屋内および家庭内で起こりうる電磁干渉については、以下の様な状況があります。

IH調理器・炊飯器

IHを使用した調理器・炊飯器は電磁波を発生させ、ペースメーカーに不具合を発生させることがあります。できるだけ離れて使用するようにしましょう。

  • IH調理器:IHコンロとペースメーカーの間に60cm以上の距離をとる
  • IH炊飯器:炊飯中は体を近づけない、保温機能は使わない

電化製品を使用している間にめまいや心臓の鼓動が速くなった場合は、心臓の鼓動が正常に戻るためにそこから離れてください。

携帯電話

携帯電話は離して使用

携帯電話を使用するのは安全ですが、ペースメーカーから15cm以上離して使用してください。

ペースメーカー本体の反対側で使用してください。

胸ポケットに携帯電話を入れておくことも避けてください。

磁気治療器

磁気を発生させるものをペースメーカー本体に近づけないようにしてください。体調の変化に気づいたら使用を中止してください。
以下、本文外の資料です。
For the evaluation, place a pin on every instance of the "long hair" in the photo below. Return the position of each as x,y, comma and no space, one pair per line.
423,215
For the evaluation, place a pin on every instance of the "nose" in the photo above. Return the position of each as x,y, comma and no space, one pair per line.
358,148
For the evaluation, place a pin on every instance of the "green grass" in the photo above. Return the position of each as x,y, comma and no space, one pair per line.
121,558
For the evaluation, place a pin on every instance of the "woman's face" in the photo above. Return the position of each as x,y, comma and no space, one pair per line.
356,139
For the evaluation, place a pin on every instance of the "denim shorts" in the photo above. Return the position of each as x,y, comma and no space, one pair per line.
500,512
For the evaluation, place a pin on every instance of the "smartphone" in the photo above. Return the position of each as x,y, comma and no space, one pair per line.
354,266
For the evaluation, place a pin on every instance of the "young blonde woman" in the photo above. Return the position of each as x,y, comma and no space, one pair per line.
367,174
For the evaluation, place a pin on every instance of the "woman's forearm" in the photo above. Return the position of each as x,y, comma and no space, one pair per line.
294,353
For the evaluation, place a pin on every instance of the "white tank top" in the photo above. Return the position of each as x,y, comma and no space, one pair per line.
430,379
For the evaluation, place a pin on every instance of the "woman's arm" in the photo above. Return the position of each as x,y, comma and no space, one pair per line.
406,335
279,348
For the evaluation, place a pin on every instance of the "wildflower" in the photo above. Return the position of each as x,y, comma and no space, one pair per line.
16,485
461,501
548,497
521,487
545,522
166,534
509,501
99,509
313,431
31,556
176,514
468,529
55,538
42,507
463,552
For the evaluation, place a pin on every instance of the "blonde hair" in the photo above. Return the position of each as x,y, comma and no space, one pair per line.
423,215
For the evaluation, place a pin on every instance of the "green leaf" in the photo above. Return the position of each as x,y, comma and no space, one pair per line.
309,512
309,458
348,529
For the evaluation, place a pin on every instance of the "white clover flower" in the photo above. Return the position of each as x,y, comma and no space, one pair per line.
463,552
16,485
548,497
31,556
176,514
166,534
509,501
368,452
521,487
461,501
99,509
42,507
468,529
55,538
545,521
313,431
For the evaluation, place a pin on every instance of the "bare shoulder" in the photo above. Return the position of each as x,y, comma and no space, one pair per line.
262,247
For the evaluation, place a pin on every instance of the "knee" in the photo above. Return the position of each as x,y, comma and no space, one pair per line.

磁気を発生させる器具:貼付用磁気治療器、磁気ネックレス、磁気マットなど

全自動麻雀卓

全自動麻雀卓は強い磁場を発生します。使用しないでください。

気をつけながら使用可能なもの

以下に示す器具(ほとんどの家電)は通常通り使用すれば問題ありません。ただし、スイッチを入れたり切ったりを頻繁に繰り返すことは避けてください。ペースメーカーが誤作動する可能性があります。

気をつけながら使用可能なもの
  • 電気カーペット
  • 電気敷布
  • 電子レンジ
  • 電気毛布
  • テレビ
  • ホットプレート
  • エアコン
  • 空気清浄機
  • 加湿器
  • 電気コタツ
  • 電気洗濯機
  • 電気掃除機
  • トースタ
  • ミキサー
  • ラジオ
  • コンピュータ
  • コピー機
  • ファックス
  • 補聴器等

屋外での電磁干渉リスク

屋外で注意すべき電磁干渉リスクは以下の通りです。

電気自動車の充電

ペースメーカーと電気自動車

急速充電器

急速充電器を使用した電気自動車の充電は行わないでください。急速充電器にはできるだけ近づかないようにしてください。急速充電器の使用が必要な場合は、他の方に頼んでください。

普通の充電器

普通の充電器を使用した充電は可能です。ただし、充電器や充電ケーブルに体を近づけすぎないように気をつけましょう。

自動車のスマートキー

スマートキーを使用すれば、鍵を使わずに自動車のロックを解除したり、エンジンをかけることができるます。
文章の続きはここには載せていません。